One of the agents suggested that perhaps he got whatever tipped off the alarm from the cab—but I was also in the cab, I reminded them. For the sake of the argument, had we been terrorists, their screening would have failed as their metal detectors would not have detected any explosive materials on me, and their bodyscanners do not detect such materials; if either of us had ill intent one of us would have been allowed on the flight. The TSA’s policy of nonsensical random screenings, which look for items rather than behavior, can be easily exploited, which is why our country has a bloodier history with sky-terror than, say, Israel, which focuses on behavior in their security protocol.

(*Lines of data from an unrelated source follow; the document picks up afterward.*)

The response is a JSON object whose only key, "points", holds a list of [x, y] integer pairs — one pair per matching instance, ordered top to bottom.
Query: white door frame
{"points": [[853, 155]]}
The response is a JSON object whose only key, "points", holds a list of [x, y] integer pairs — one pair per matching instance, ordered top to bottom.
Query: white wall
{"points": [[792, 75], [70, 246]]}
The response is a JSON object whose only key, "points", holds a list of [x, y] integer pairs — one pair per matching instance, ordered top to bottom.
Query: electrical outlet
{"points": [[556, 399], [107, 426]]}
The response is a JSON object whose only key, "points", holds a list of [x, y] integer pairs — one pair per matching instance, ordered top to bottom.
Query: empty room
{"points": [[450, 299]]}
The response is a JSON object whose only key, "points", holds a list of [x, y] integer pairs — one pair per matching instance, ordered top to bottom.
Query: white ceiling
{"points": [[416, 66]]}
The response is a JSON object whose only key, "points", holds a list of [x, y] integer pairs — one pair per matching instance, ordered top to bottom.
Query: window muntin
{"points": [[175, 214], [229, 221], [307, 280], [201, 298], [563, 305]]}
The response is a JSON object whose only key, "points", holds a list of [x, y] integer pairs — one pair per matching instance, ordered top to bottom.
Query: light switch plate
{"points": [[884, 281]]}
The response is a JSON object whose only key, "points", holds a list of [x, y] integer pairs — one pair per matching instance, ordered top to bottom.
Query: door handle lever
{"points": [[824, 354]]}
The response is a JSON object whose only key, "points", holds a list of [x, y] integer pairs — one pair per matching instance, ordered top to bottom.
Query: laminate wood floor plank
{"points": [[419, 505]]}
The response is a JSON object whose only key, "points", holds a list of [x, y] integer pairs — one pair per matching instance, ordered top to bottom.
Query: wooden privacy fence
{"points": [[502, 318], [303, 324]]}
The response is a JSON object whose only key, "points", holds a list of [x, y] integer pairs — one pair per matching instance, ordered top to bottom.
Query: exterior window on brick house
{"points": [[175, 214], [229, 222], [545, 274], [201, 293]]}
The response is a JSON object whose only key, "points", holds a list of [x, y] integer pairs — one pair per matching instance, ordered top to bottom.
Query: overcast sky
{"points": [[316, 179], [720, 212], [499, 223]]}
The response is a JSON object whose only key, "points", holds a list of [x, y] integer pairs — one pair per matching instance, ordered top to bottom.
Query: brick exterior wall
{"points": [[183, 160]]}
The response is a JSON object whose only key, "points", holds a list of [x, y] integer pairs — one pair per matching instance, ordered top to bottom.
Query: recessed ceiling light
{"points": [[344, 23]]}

The citizenry should not have to put up with such a violation of their civil rights, airline customers should not suffer the harassment of being felt up or molested to fly the skies, and the government should not forces private airline companies to subject their customers such intrusions. Airlines should have the right to privatize their security and the federal government needs more intelligent means of thwarting sky-terrorism than fondling citizens.
More from Twitchy here.
TSA does not prohibit the public, passengers or press from photographing, videotaping or filming at security checkpoints, as long as the screening process is not interfered with or slowed down. We do ask you to not film or take pictures of the monitors. While the TSA does not prohibit photographs at screening locations, local laws, state statutes, or local ordinances might.
Taking photographs may also prompt airport police or a TSA official to ask what your purpose is. It is recommended that you use the Talk To TSA program on tsa.gov to contact the Customer Support Manager at the airport to determine its specific policy. Or, if you are a member of the press, you should contact the TSA Office of Public Affairs.
I’m curious to know what Rhode Island’s regulations are concerning the taping of TSA agents performing intrusive screenings.